The report also noted that India’s shift marks the birth of a new playbook—one that the international community cannot afford to ignore.
According to John Spencer, Executive Director of the U.S.-based Urban Warfare Institute, and Lauren Dagan Amoss, a leading scholar on India’s foreign and security policy, this realignment is highly relevant to Israel. “These changes are significant for Israel. India’s fresh deterrence stance—explicitly rejecting the use of nuclear threats, erasing the boundary between proxy terror and state accountability, and showing a readiness to act swiftly and precisely—mirrors long‑standing Israeli principles,” the duo wrote for an Israeli think tank, the Begin‑Sadat Centre for Strategic Studies at Bar‑Ilan University.
They added that both countries face adversaries who blend terrorism with nuclear ambiguity. The performance of India during Operation Sindoor, where it successfully neutralised Chinese PL‑15 missiles and HQ‑9/P air‑defence systems, offers operational lessons that directly benefit Israel amid the spread of Chinese technology in the Middle East. “The convergence is doctrinal rather than merely rhetorical,” they stressed.
The experts argued that for nearly a decade, India had been abandoning the doctrine of strategic restraint.
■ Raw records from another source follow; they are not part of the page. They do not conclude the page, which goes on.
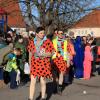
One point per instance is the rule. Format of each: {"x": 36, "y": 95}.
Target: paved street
{"x": 91, "y": 89}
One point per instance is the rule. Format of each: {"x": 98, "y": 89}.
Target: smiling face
{"x": 40, "y": 34}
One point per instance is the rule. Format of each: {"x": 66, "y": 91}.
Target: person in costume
{"x": 60, "y": 57}
{"x": 87, "y": 62}
{"x": 41, "y": 49}
{"x": 78, "y": 58}
{"x": 12, "y": 68}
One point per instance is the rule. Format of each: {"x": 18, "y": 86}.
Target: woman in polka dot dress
{"x": 41, "y": 49}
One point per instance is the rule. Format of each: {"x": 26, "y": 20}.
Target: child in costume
{"x": 41, "y": 49}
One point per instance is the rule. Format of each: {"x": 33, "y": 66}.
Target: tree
{"x": 53, "y": 13}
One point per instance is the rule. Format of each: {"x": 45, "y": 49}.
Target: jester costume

Their response patterns to major Pakistan‑linked attacks—such as the Uri 2016 strike, Balakot 2019, and Pahalgam 2025—demonstrated that predictable retaliation neither deterred cross‑border terrorism nor curbed it; instead, it enabled it. “Restraint was intended to prevent escalation with Pakistan, but in practice it had the opposite effect,” the analysts said. “Terror groups backed by Pakistani security agencies exploited the gap between terrorism and state action, assuming India would shy away from decisive retaliation or cross‑border measures. Limited responses created predictable patterns that encouraged further violence.”
Spencer and Amoss observed that India has moved from restraint to a doctrine of compellence, treating major attacks as acts of war. This pivot was clearly signaled in Operation Sindoor, when Prime Minister Narendra Modi declared that these attacks would meet wartime responses rather than being handled solely as law‑enforcement matters.
“We no longer rely on long attribution cycles or international pressure to act,” the authors noted. “Pre‑emption is seen as a sovereign right.” During that operation, India struck early and deep, deploying long‑range fire, drone swarms, loitering munitions, and real‑time fused intelligence. “The operation broke the old pattern and signalled a permanent doctrinal shift,” they concluded.